Çocuklar için yazılmış iyi bir şiir, şairin en hassas metnidir. Şair bir terzi gibi ince ölçümlerle keser biçer kelimeleri. Kâh süsler dikişleriyle kâh gizler kumaşıyla. Şairin çocuğa seslenirken bazı ilkeleri göz önünde bulundurması bu yüzden elzemdir. Çocuk edebiyatını yetişkin edebiyatından ayıran en önemli şey sessiz sınırlardır. Öyle ki şair hem çocuğa görelik sınırlarına sadık kalacak hem de sınırsız bir hayal dünyası kuracak. Zordur çocuklar için şiir söylemek, çocuklara mısralarla seslenmek. Bu nedenle çocuk şiirinde nitelikli bir imgelem yolculuğuna çıkmak isteyen şair her türlü dayatma dilden, didaktik söylemden kaçınmalıdır. Yargı ya da öğüt içeren emir kurallar bileşkesindeki cümlelerden uzak durmalıdır şair. Çocuğa vereceği mesajı apaçık söyleyip çocuğun algılama gücünü küçümseyen bir tavırdan da kaçınmalıdır. Bu bağlamda Yugoslav Türk halkı yazarlarından Necati Zekeriya'nın şu kısa görüşünü aktarmak yerinde olacaktır: “İster Batı'dan ister Doğu'dan gelen çocuk yapıtlarında didaktik öğeler gördüğüm zaman onlara karşı geldim. Çocukla dost olarak konuşmayı ilke bildim, çocuğu, onun kişiliğini, yaşına göre, yazar kadar hatta yazardan daha bilgili olduğu ilkesini savundum hep” (Çocuk Edebiyatı Yıllığı 362).

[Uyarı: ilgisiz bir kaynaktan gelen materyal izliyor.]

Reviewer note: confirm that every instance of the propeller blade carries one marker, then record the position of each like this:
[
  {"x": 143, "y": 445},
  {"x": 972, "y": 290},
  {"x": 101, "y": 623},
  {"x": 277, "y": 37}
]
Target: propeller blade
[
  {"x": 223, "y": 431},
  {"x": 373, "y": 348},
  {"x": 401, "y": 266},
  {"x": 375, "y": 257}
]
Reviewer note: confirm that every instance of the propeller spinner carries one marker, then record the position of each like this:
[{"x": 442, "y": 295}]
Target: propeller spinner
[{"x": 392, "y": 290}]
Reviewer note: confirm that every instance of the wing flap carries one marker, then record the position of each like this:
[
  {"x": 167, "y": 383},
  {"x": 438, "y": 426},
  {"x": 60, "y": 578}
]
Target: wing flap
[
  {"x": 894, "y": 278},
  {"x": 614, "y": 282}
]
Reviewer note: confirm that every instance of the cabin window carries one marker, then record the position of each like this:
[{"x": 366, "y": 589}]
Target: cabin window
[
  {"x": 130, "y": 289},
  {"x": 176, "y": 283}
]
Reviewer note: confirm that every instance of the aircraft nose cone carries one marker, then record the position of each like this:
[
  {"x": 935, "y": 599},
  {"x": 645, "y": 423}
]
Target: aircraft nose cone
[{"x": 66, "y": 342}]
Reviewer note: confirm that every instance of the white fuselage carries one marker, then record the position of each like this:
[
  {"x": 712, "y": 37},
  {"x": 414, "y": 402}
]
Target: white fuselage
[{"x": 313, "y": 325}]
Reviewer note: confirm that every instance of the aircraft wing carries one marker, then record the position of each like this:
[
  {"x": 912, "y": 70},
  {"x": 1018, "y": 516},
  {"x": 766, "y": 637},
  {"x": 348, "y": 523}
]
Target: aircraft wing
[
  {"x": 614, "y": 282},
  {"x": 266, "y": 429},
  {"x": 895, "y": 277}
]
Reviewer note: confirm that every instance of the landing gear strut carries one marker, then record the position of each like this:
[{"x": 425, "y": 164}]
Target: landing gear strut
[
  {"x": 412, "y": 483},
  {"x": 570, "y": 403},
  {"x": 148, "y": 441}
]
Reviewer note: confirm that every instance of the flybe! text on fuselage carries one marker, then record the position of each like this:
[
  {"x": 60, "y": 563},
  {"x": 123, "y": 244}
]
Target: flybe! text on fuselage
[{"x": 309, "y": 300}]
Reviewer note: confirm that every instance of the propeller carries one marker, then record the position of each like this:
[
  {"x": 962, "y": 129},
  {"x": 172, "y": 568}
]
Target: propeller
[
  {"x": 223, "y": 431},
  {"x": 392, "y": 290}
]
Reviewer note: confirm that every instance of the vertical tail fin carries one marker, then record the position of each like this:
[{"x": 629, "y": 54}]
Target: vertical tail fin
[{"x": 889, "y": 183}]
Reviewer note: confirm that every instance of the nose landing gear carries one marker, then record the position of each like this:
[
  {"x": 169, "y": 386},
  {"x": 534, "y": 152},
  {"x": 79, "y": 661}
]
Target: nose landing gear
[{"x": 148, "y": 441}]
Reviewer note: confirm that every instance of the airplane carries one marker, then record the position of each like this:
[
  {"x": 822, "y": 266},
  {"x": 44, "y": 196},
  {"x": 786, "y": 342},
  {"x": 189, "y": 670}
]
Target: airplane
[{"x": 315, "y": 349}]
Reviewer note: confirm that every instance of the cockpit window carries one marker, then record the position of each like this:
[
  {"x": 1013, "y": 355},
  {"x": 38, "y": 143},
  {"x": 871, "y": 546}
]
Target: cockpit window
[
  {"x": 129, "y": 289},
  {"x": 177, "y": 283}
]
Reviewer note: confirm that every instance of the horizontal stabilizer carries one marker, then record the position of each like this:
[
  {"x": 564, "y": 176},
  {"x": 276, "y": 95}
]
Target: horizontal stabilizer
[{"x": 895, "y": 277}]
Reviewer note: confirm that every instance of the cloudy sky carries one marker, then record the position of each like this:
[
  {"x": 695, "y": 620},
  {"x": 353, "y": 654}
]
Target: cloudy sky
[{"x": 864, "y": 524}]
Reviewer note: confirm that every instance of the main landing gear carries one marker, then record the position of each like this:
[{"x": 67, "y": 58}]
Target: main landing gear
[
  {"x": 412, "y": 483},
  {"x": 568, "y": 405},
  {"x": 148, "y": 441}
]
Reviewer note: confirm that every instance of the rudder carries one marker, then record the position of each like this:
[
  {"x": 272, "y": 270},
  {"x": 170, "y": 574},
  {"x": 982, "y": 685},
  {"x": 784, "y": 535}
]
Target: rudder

Dilsel öğrenim açısından çocuk şiirinin köpüğü, imge ve metaforlardır. Çocukların düş gücü, gerçekliğe ulaşan kestirme yollardan biridir. Bir çocuğa “Bugün babam oyuncakla girdi kapıdan, yüreğim bayram yeri” denildiği zaman, çocuğun bu dizeyi babasının oyuncak getirmesinden doğan mutluluğunu ifade eden bir cümle olduğunu kolaylıkla kavraması bu kestirme anlamlandırmaya örnek olarak verilebilir. Çocuk okurlar ne kadar fazla imgesel ifadelerle buluşturulursa dili anlama ve kullanma pratikleri de o derece zenginleşecektir. Kelime hazinelerinin gelişmesi, edebî bir türü okuduklarında çocuklardan hâlihazırda beklenen pragmatist bir tavır olduğu için bu kazanım üzerine uzun uzun eğilmeye gerek yoktur. Çocuklar için yazılmış olan şiirlerin, dil gelişimindeki rolü tüm edebî türlerin üzerindedir. Hayal dünyasına etkisi de masalla yarışacak kadar kuvvetlidir. Özellikle söz konusu hayal gücü gelişimi olunca, şiir ve masal kitaplarının ortak yönlerini biraz daha irdelenebilir. Çocuk kitaplarının bir çocuğunun eğitim yaşamında ve hayal dünyasının gelişiminde önemli bir değişken olduğu muhakkaktır. Okul öncesi dönemden itibaren çocukları renk, çizgi ve estetik dille tanıştıran ilk araçlardır kitaplar. Küçük yaşlarda estetik yönünden nitelikli yapıtlarla karşılaşan çocukların geleceğe dair tasavvurları daha geniş bir yelpazeyle şekillenecek, hayata bakışı da daha estetik olacaktır. Sedat Sever’in şu görüşü tam da bu açımlamayı destekler niteliktedir: “Okuma eyleminde, kitaptaki anlatılanları dinleme ve kitaba bakma, çocuğun düş ve düşlem gücü ile imgesel düşünme yetisinin gelişimini destekler. Bu dönemde kurulan çocuk- kitap ilişkisi çocuğun yaşamının diğer evrelerinde kitapla kuracağı ilişkinin niteliğini de belirleyen ilk önemli etkinliktir” (Sever 21).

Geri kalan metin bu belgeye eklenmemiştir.